Tucked behind the string of local shops in the Triphammer Mall hides one of the Ithaca Bakery cafés. Here, a collection of organic photographs hangs above diners sipping freshly brewed, fair-trade coffees in the booths and tables along the shop’s walls. The purity of the pictures complements the already natural atmosphere of the local bakery showcasing “Recent Work,” the visceral collection now on display.
The current show features recent work of Robyn Wishna, lecturer in Ithaca College’s Department of Cinema, Photography and Media Arts and an independent photographer. Thirteen of her pictures are framed and displayed in two separate rooms of the bakery. An array of simple yet elemental subjects from different locations are captured in the high-resolution digital scans. While every photograph tells a story on its own, with no underlying theme, each grouping suggests a purposeful uniformity.
The clarity of the images illuminates the artist’s careful attention to detail. In the “Pink Flower” pair, Wishna’s creative depth of field shows the Floridian bromeliad in an entirely non-cliché manner. Each picture has a white backdrop that brings out the flower’s bright fuchsia color while simultaneously melting its white tips into the background. The first image focuses on the top half of the budding plant stalk with a few others blurred behind the central subject. Wishna intriguingly lures in the viewer by bringing into sharp focus one of the plant’s shoots stemming from the background to the foreground. The second image is captured at eye-level, depicting the flattened top of a fully-blossomed bromeliad that invites observers to peek atop its petals.
A series of five landmark images from the historic D-Day site in Normandy, France, are strangely moving. Depicting both humans and birds sunbathing on the beaches where tragic bloodshed ensued years ago, the natural beauty and sereneness of these tragedy-evoking images are unsettling. There’s an interesting contrast between the image taken behind a dark iron cannon peering into the baby-blue skyline and that of the brightly lit, ivory-colored stone cross poetically remembering a comrade “known but to God.”

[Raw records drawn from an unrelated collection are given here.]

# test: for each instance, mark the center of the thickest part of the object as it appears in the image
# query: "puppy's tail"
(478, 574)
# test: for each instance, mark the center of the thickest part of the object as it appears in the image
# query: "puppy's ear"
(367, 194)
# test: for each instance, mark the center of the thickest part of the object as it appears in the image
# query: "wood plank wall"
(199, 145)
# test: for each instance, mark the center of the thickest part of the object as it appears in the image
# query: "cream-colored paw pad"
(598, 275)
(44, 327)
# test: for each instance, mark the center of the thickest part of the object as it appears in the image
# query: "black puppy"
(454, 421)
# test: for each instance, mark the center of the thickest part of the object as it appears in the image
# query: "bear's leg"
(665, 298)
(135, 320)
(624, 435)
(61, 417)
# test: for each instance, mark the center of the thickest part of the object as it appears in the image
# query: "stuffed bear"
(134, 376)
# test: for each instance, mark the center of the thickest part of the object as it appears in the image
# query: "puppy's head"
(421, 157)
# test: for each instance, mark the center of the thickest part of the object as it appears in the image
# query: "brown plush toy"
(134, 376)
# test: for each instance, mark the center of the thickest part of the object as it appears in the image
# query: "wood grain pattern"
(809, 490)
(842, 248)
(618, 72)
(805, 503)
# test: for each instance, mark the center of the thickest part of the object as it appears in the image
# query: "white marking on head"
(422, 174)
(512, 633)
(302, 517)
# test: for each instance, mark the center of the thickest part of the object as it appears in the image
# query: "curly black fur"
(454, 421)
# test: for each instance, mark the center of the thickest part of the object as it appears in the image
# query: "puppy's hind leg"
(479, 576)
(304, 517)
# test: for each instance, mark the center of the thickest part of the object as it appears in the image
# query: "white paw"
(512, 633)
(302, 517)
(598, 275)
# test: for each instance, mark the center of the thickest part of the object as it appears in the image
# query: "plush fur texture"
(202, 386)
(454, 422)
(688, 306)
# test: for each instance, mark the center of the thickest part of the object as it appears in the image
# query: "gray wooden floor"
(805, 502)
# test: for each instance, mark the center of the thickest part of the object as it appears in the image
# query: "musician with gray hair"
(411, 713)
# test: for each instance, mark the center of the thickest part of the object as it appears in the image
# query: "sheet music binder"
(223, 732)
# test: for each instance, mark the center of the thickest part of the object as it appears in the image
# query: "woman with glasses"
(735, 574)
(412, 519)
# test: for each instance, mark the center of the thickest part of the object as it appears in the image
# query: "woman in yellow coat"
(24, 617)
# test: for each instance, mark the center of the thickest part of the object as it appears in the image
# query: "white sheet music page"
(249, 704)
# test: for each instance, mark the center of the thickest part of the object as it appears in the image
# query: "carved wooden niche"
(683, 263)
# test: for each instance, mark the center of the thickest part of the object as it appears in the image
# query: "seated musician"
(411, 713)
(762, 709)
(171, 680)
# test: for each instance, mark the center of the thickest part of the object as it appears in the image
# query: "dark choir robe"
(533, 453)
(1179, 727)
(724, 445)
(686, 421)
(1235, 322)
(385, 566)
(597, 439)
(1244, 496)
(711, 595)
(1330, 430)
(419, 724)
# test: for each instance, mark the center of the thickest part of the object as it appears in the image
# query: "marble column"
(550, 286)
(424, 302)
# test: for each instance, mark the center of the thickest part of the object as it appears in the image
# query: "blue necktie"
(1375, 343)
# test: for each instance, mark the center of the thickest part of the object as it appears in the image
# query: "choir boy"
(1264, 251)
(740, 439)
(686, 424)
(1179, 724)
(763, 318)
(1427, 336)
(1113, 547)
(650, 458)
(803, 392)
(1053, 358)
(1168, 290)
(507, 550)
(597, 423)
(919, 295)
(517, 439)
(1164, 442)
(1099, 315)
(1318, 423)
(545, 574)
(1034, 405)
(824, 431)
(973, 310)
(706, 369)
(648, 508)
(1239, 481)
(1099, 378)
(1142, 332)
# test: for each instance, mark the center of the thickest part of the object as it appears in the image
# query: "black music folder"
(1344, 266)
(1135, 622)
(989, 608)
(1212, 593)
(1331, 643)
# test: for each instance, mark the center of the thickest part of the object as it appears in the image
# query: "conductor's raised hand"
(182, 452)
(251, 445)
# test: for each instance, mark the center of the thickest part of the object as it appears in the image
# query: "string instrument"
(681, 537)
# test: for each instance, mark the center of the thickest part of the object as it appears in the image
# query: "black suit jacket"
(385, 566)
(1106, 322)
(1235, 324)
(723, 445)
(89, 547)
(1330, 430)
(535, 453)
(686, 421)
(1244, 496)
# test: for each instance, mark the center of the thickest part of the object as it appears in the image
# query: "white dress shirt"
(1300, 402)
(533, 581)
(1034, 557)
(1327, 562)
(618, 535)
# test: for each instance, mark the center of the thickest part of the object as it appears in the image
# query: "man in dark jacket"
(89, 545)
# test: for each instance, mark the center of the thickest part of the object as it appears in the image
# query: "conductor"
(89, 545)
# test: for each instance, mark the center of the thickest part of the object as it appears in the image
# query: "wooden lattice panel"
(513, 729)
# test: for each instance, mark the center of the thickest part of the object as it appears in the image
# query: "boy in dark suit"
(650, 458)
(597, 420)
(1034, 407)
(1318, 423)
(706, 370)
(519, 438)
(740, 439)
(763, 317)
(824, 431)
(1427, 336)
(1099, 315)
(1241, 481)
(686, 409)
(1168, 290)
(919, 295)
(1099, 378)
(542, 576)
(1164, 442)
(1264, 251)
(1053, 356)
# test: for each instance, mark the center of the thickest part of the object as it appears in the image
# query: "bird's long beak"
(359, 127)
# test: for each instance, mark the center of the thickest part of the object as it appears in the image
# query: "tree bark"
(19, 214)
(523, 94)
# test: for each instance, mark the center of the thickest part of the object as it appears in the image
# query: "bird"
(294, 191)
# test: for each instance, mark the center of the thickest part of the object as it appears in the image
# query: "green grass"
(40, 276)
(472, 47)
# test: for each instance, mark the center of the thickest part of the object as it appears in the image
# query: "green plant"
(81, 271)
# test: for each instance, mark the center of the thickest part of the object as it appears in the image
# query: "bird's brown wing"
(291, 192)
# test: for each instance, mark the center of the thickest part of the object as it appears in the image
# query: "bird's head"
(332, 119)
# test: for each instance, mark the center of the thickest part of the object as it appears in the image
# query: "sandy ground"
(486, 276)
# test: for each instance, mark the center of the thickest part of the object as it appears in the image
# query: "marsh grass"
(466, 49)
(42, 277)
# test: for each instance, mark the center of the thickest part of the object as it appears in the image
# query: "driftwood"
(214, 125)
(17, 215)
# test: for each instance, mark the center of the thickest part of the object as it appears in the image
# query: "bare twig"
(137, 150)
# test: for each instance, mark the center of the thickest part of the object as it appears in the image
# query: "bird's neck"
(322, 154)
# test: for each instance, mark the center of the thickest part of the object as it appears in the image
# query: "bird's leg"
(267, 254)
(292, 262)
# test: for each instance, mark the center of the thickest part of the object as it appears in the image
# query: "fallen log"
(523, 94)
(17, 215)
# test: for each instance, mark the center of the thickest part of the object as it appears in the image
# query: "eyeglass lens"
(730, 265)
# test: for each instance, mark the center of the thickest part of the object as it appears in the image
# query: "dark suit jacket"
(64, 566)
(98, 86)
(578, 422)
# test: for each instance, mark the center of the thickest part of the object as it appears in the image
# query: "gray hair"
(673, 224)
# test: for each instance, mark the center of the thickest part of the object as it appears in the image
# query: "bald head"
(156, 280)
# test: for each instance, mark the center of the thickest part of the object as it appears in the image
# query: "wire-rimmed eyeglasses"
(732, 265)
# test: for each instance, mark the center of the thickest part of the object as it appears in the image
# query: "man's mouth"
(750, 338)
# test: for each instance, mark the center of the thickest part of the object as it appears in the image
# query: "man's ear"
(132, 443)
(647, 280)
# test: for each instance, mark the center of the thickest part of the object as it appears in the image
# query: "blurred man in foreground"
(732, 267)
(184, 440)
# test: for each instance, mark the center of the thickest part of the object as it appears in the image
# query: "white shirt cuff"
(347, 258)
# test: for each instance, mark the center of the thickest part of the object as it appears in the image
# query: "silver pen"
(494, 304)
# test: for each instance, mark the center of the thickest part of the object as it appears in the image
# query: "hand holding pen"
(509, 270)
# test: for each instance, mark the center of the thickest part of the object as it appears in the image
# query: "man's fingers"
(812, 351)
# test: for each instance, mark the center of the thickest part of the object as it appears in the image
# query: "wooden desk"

A series of black and white images decorate the bakery’s more open section. Though this room’s environment is busier than the more isolated area, these images are simpler and slightly eerie. Penetrating a bit deeper into the viewer’s mind, the grayscale images attract a certain curiosity in trying to discover the precise subject matter. With shadows dominating the prints, the expert use of light brings out the refined texture within the pictures of desert plants. A beam of light emerges from the background’s total darkness in one of the images, gradually crawling up on what appears to be a wooden plank but is actually the rigid stalk of a plant. Another orb of light descends upon the petals of a spiky leaf whose teeth the camera so keenly focuses on that it resembles those on a rotating saw blade.
While Ithaca Bakery proudly displays the images of local talent, the untraditional art venue does not do the photographs justice. Though uniformly framed and equally distributed in both of the shop’s rooms, the photographs are hung in a somewhat unkempt manner above booths and bar-stool tables. The yellow lighting cast at differing angles creates some distracting glares and discomforting reflection on the images’ surfaces. The pictorial artwork has a contemporary feel that seems well suited for the refined coffee shop, but the photographs are regarded more akin to wall decoration than works of art.
Even though the bakery location is not ideal for an art exhibit worthy of its own gallery, Wishna’s organic abstracts are displayed for all to admire. The prints beautifully convey the artist’s vision, translating exactly what is viewed through the lens directly onto the matted prints.
Wishna’s “Recent Work” exhibit will be on display at the Ithaca Bakery in Triphammer Mall until Feb. 15.